Minimum sample size for estimating the Bayes error at a predetermined level

Abstract

Determining the correct sample size is of utmost importance in study design. Large samples yield classifiers or parameters with more precision and conversely, samples that are too small yield unreliable results. Fixed sample size methods, as determined by the specified level of error between the obtained parameter and population value, or a confidence level associated with the estimate, have been developed and are available. These methods are extremely useful when there is little or no cost (consequences of action), financial and time, involved in gathering the data.
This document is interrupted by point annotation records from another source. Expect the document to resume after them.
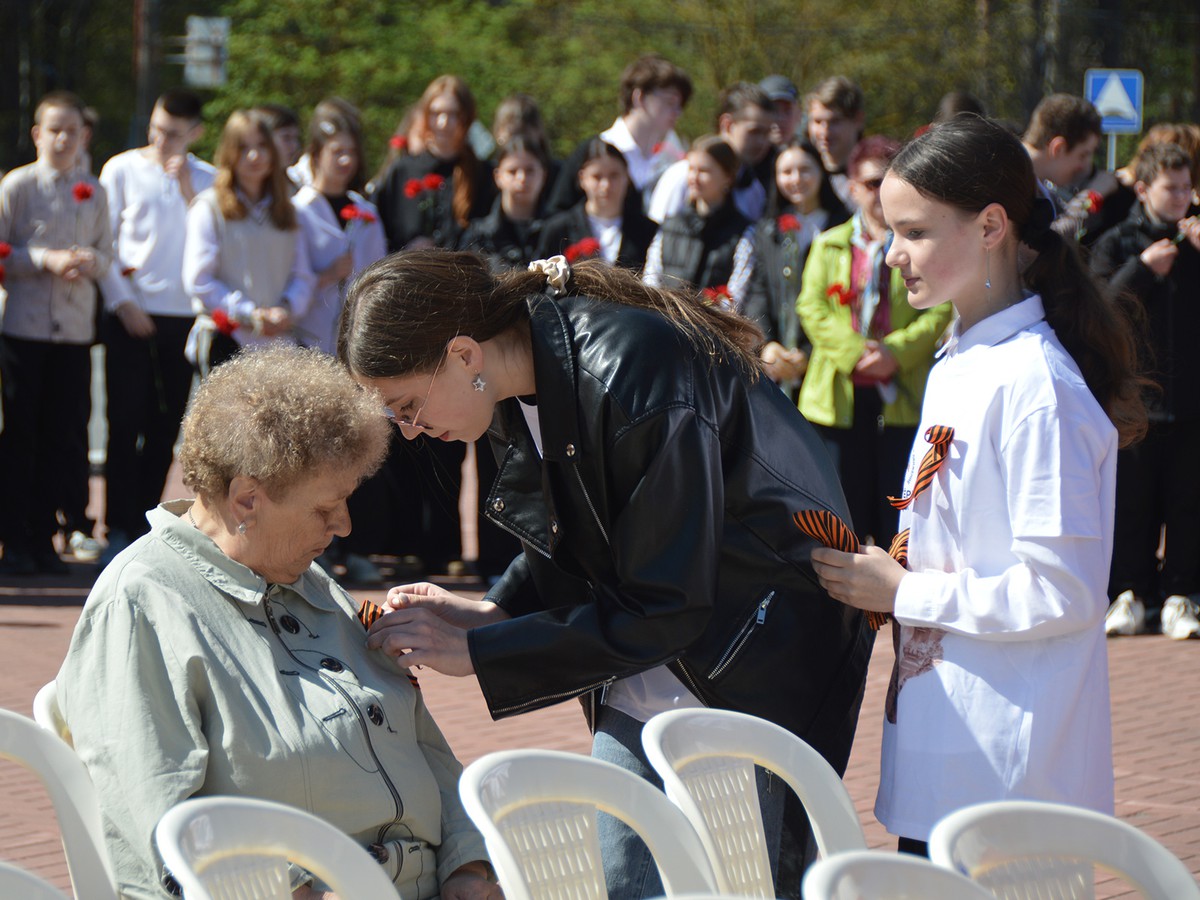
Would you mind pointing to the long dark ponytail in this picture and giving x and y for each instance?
(402, 311)
(970, 162)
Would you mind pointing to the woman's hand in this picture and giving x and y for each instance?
(469, 882)
(876, 363)
(867, 581)
(310, 893)
(420, 637)
(459, 611)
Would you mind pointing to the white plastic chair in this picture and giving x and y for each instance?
(537, 810)
(706, 759)
(1029, 849)
(73, 798)
(48, 714)
(16, 882)
(875, 875)
(227, 847)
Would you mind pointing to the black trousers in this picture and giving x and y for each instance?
(1158, 484)
(43, 447)
(870, 460)
(148, 383)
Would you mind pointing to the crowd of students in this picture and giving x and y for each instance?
(774, 214)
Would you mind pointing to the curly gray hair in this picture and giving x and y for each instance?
(280, 414)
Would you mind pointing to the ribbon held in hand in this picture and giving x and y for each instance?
(940, 437)
(829, 531)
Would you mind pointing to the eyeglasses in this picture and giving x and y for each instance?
(411, 423)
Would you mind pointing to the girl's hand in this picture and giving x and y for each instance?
(471, 882)
(420, 637)
(459, 611)
(867, 581)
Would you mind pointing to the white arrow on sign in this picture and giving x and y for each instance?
(1114, 102)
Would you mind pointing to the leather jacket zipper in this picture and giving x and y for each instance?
(586, 497)
(748, 629)
(363, 724)
(555, 697)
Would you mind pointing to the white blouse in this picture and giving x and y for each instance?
(1002, 683)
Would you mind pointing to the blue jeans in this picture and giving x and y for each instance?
(629, 869)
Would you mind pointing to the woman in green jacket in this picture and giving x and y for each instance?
(871, 352)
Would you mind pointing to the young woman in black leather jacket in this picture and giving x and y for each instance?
(651, 473)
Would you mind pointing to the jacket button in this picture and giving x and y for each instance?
(378, 852)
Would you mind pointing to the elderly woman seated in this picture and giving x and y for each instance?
(215, 658)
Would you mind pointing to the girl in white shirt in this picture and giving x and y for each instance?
(1001, 682)
(244, 265)
(341, 229)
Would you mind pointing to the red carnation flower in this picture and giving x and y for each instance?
(581, 250)
(843, 294)
(225, 324)
(787, 222)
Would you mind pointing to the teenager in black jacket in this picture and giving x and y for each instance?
(709, 246)
(601, 225)
(652, 475)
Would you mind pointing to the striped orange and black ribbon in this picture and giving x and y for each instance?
(832, 532)
(370, 613)
(940, 437)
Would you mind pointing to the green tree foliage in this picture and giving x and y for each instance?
(569, 54)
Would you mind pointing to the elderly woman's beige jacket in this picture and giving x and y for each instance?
(189, 675)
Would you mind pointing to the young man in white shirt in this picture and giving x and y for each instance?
(54, 223)
(653, 95)
(149, 311)
(744, 119)
(837, 115)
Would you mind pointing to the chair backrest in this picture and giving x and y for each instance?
(886, 876)
(48, 714)
(17, 882)
(225, 847)
(1029, 849)
(73, 797)
(537, 810)
(706, 759)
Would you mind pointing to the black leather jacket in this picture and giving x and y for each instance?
(657, 529)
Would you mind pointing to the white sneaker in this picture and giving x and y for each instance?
(1127, 616)
(84, 547)
(1180, 618)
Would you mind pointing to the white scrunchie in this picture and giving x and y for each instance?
(557, 271)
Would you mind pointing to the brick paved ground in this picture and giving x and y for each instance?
(1157, 731)
(1155, 712)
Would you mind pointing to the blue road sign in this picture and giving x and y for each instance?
(1116, 94)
Alternatively, sequential sampling procedures have been developed specifically to obtain a classifier or parameter estimate that is as accurate as deemed necessary by the researcher, while sampling the least number of observations required to obtain the specified level of accuracy.
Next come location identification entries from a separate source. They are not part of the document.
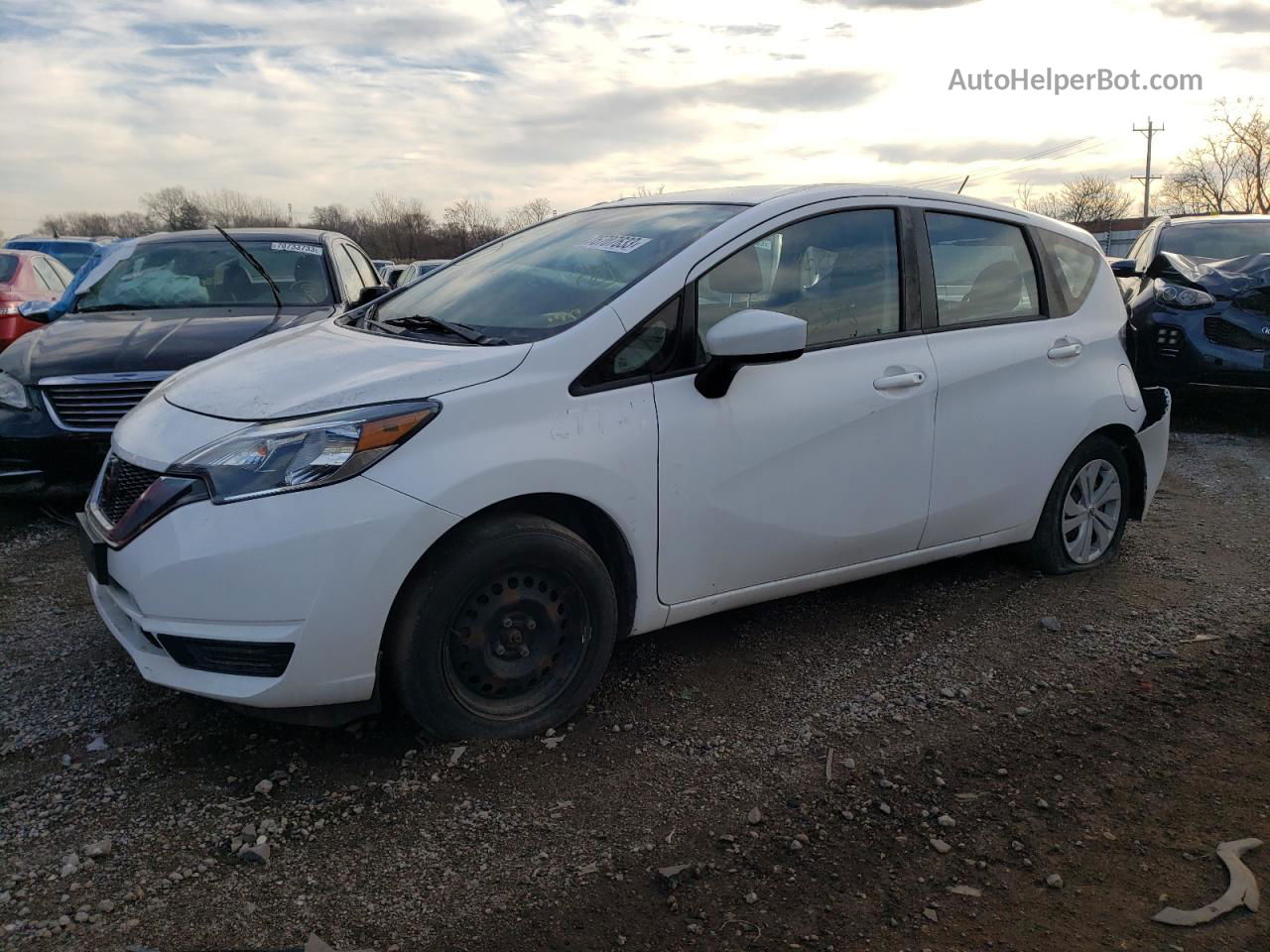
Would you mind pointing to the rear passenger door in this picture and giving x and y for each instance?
(1017, 362)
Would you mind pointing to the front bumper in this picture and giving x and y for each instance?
(1173, 348)
(37, 456)
(318, 570)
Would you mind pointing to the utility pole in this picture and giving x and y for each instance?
(1150, 132)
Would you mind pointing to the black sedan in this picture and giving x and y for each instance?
(144, 309)
(1198, 293)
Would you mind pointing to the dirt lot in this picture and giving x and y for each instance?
(1114, 753)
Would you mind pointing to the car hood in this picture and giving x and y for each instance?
(1229, 278)
(140, 340)
(324, 367)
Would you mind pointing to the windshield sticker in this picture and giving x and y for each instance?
(619, 244)
(294, 246)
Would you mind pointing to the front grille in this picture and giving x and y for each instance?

This dissertation discusses a sequential procedure, derived using Martingale Limit Theory, which had been developed to train a classifier with the minimum number of observations to ensure, with a high enough probability, that the next observation sampled has a low enough probability of being misclassified. Various classification methods are discussed and tested, with multiple combinations of parameters tested. Additionally, the sequential procedure is tested on microarray data. Various advantages and shortcomings of the sequential procedure are pointed out and discussed.
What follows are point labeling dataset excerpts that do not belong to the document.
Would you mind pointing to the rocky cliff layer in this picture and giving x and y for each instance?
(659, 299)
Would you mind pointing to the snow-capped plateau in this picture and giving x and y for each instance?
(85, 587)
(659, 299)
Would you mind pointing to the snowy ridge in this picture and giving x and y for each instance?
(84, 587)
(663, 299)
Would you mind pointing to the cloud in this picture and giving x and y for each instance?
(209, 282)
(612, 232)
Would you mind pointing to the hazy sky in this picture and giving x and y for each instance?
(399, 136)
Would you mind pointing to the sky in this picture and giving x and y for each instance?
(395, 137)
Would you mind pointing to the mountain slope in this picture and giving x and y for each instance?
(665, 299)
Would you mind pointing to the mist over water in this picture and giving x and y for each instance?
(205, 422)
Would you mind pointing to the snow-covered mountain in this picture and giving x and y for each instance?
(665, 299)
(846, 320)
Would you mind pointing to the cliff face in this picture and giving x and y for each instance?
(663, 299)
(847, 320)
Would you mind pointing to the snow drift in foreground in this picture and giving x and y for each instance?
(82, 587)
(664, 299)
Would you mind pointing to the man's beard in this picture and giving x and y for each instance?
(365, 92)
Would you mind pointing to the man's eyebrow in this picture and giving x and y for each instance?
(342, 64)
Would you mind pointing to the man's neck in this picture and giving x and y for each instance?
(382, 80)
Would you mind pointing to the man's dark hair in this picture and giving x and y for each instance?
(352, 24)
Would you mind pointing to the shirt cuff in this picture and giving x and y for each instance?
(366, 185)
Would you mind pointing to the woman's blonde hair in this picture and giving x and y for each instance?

This dissertation also proposes a new sequential procedure that trains the classifier to such an extent as to accurately estimate the Bayes error with a high probability. The sequential procedure retains all of the advantages of the previous method, while addressing the most serious shortcoming. Ultimately, the sequential procedure developed enables the researcher to dictate how accurate the classifier should be and provides more control over the trained classifier.